The novel reads like a mystery in many respects.  It also reminded me a little of Dickens’ social commentary on the ills of 19th century mill life working conditions.  In fact, as much as the novel is about the coming of age of Olympia, it is about her growing awareness of the schism between the wealthy and working classes:   She watches a fisherman working from his boat not fifty feet off the rocks at the end of the lawn.  A not unfamiliar sight, the boat bobs in the slight chop while the man hauls in wooden pots from the bottom of the ocean.  The craft is a sloop, no, perhaps a schooner, laden with barrels of bait and catch – a charming sight, but testament only to a life more harsh than any Olympia has ever had to endure….Olympia had hardly ever given any thought to such men or to their families.  She has passed by the rude fish shanties from which the lobstermen work dozens of times, seeing the shacks and the boats themselves and even the men aboard them as mere backdrop to the true theater of Fortune’s Rocks, the life of the privileged summer colony at its leisure; when of course it is much the other way around, these farmers of the sea being the time-honored inheritors of the native beach and its environs.  And it strikes her again, as it has so often lately, how easy it is not to see what is actually there.

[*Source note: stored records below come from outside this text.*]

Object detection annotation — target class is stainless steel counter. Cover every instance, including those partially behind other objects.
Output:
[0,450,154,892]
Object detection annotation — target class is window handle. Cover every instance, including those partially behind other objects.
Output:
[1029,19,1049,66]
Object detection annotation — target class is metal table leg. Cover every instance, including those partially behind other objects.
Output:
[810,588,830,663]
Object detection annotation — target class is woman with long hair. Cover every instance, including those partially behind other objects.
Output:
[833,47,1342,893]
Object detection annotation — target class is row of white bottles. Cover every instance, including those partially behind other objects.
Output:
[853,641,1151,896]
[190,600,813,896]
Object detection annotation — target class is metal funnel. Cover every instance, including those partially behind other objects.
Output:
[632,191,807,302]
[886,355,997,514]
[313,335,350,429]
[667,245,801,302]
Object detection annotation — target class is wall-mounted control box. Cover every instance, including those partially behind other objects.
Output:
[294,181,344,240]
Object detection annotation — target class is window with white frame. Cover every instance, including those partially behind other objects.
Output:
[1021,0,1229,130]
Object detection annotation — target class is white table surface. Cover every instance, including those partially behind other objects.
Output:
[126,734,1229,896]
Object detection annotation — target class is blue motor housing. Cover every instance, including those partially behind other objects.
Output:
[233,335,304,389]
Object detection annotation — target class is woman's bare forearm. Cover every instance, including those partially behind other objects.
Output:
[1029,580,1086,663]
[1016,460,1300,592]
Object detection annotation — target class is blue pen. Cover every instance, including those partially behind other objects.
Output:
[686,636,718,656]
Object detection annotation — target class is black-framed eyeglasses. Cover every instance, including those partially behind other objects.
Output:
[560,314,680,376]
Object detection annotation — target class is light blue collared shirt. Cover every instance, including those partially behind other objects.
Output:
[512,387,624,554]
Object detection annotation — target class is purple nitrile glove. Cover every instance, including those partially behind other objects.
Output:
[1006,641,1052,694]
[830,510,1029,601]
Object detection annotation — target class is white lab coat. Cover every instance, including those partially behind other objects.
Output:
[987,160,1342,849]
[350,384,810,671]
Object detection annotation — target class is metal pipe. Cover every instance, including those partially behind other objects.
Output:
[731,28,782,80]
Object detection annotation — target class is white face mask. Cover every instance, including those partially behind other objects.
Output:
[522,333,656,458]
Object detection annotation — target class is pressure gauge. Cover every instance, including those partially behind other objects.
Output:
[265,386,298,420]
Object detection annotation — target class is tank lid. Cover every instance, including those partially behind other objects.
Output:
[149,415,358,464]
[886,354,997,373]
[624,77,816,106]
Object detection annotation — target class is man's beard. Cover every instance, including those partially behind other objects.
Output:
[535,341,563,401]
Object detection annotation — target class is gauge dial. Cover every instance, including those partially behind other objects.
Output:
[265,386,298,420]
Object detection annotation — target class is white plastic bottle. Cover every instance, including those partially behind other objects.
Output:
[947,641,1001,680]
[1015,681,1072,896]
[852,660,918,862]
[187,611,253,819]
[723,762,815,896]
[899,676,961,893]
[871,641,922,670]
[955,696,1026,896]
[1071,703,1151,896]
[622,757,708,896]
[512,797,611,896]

Ultimately, the novel brings these two worlds in direct conflict:  the Franco-Americans working in the mills of Ely Falls and Olympia’s, a clash of class and culture.

It is a testimony to Shreve’s ability to create a compelling architecture for her novel – not merely a passionate love story, but one told on a broader canvas of issues.  To say more is to reveal too much, but, for me, it was the perfect change of pace given the number of short stories I’ve been devouring.  I’ve picked up still another novel (more on that in a later entry) from my “bullpen” as I’m not ready to return to my short story education.